Aku bahkan ngga bener-bener paham dan mengerti apa yang sebenarnya membuat aku merasa kelelahan. Aku makan dengan baik, tidur dengan baik, menjalani hidup dengan baik juga, bahkan aku belum menemukan masalah yang cukup mempengaruhi hidupku saat ini. Bukankah seharusnya aku baik-baik aja?

Tapi, semakin aku berpikir, aku juga ngga baik-baik aja. Aku masih merasa lelah sepanjang hari. Saking lelahnya, aku ingin berhenti, aku ingin mengistirahatkan diriku sebentar. Tapi disisi lain aku merasa ngga layak mendapatkan waktu istirahat karena aku merasa perasaan lelahku ini ngga wajar. Bahkan sekalipun aku berusaha untuk beristirahat, aku merasa terkesan melarikan diri. 

Jujur dengan apa yang aku alami saat ini membuat aku bingung? apakah wajar jika aku mengalami perasaan lelah yang ngga jelas? apakah aku layak untuk beristirahat? istirahat seperti apa? atau aku hanya melarikan diri dari kenyataan? apa aku masih saja ketakutan? apa aku masih berusaha menerka-nerka apa yang akan terjadi dimasa depan?

Perasaan ini membuat aku kebingungan, aku juga merasakan kalau jiwaku ingin berteriak dan memberontak, mulutku bahkan ngga sanggup buat membantuku bercerita dan aku cuman menangis sampai mataku bengkak.
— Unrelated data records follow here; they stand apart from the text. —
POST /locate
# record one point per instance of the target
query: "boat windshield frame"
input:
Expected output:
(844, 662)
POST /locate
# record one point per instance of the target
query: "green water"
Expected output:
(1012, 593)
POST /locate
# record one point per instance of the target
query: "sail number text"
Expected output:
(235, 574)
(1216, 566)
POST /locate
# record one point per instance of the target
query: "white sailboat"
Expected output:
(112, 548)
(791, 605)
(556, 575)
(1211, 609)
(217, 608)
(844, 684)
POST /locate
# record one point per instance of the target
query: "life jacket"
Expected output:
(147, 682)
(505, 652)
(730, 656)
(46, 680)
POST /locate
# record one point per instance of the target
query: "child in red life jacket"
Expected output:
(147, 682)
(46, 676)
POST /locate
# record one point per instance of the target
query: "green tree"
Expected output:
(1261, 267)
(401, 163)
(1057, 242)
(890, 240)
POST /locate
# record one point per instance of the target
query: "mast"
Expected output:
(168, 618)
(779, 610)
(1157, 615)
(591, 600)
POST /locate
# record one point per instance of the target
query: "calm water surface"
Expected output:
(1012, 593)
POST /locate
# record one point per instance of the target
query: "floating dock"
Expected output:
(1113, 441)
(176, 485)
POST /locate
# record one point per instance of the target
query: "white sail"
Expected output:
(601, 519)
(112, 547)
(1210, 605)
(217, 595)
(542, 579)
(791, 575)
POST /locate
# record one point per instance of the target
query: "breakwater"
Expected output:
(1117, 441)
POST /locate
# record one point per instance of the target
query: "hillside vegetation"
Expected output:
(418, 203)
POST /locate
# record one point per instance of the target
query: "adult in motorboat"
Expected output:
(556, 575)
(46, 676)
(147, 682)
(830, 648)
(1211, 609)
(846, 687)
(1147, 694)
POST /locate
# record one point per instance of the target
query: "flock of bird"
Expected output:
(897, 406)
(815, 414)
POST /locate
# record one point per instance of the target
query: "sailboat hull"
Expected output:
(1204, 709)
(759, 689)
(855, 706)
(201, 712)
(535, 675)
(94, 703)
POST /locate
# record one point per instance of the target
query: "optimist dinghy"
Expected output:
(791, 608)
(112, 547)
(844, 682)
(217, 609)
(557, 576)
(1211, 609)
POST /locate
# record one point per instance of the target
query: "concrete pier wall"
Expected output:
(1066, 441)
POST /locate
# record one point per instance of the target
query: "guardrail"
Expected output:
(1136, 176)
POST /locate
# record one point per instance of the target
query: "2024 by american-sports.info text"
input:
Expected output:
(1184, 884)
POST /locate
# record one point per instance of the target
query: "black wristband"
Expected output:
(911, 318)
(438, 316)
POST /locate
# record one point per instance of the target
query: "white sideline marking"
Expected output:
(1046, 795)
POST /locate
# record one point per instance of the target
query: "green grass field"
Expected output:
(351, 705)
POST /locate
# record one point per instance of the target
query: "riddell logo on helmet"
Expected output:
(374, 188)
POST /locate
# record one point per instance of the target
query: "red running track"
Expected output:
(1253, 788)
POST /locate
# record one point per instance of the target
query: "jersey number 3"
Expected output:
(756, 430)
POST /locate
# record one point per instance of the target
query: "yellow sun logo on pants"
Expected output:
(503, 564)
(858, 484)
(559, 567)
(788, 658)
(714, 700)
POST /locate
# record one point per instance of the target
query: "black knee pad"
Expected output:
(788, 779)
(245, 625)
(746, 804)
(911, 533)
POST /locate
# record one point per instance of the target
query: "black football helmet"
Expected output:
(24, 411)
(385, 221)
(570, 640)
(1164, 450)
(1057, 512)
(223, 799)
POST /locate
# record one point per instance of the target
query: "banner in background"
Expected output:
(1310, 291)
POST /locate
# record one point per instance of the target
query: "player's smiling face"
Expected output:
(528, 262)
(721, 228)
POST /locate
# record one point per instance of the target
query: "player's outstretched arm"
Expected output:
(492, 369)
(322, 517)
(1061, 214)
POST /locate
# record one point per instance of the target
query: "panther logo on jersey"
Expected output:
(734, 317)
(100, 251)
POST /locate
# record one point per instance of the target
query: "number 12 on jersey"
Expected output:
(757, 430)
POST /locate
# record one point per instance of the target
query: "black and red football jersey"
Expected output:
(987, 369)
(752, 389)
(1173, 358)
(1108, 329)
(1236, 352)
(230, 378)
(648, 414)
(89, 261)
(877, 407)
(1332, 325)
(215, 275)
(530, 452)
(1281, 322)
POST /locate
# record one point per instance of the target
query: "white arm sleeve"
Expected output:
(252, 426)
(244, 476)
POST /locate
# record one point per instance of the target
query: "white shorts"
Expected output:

Aku hanya lelah meskipun aku tidak benar-benar tahu alasan ataupun penyebabnya.


14 April 2022

Perjuangan Skripsi: Judul Part II

Welcome to 2022 :-\

Sejujurnya sangat menyakitkan buat aku untuk bisa menceritakan pengalaman ini karena luka aku tuh belum sembuh sepenuhnya. Aku masih kambuhan dan masih berusaha buat menerima apa yang terjadi. Meskipun gitu, aku harap dengan aku menuangkannya dalam bentuk cerita disini aku bisa sedikit lebih lega dan lebih baik utamanya aku bisa lebih menerima secara lapang dada dengan apa yang aku alamin :)

Sejujurnya aku mulai lupa apa yang aku alamin tapi aku akan berusaha menceritakannya mulai dari bulan Januari 2022.



Dibulan Januari keadaan emang jauh lebih baik, aku mulai bisa menjalani kehidupan normal aku lagi. Konflik dengan ibukku juga bisa dibilang selesai setelah panduan minum obat udah dibuat. Itu artinya aku harus kembali ke realita dan jalan hidupku lagi, yaitu skripsi.

"Aku menghela napas dulu yaa, karena bener-bener berat rasanya harus inget kejadian ini. "

Setelah menghindar cukup lama, aku terpaksa melihat kenyataan, judulku yang belum beres dan aku yang masih berusaha keras meyakinkan dosen pembimbing aku buat bisa lanjut buat skripsi karena posisinya judul aku udah di acc fakultas dsb. 

Di bulan Januari ini, aku berusaha untuk melakukan konsultasi judul baru dengan dosen wali aku. Aku ambil judul tentang tema "KPOP" tapi kenyataan pahit harus aku telan karena dosen wali aku sangat menentang topik itu dan menyarankan aku ke topik yang lebih "agamis". 

Waktu itu aku menyerah buat mempertahankan judul itu dan kembali ke judul lama aku dengan penuh ketakutan.

Tetapi, dibalik ketakutan terbesarku tentang skripsi ini ada satu yang membuat aku yakin untuk lanjut dan nekad biar skripsi aku cepet selesai yaitu Bangtan. 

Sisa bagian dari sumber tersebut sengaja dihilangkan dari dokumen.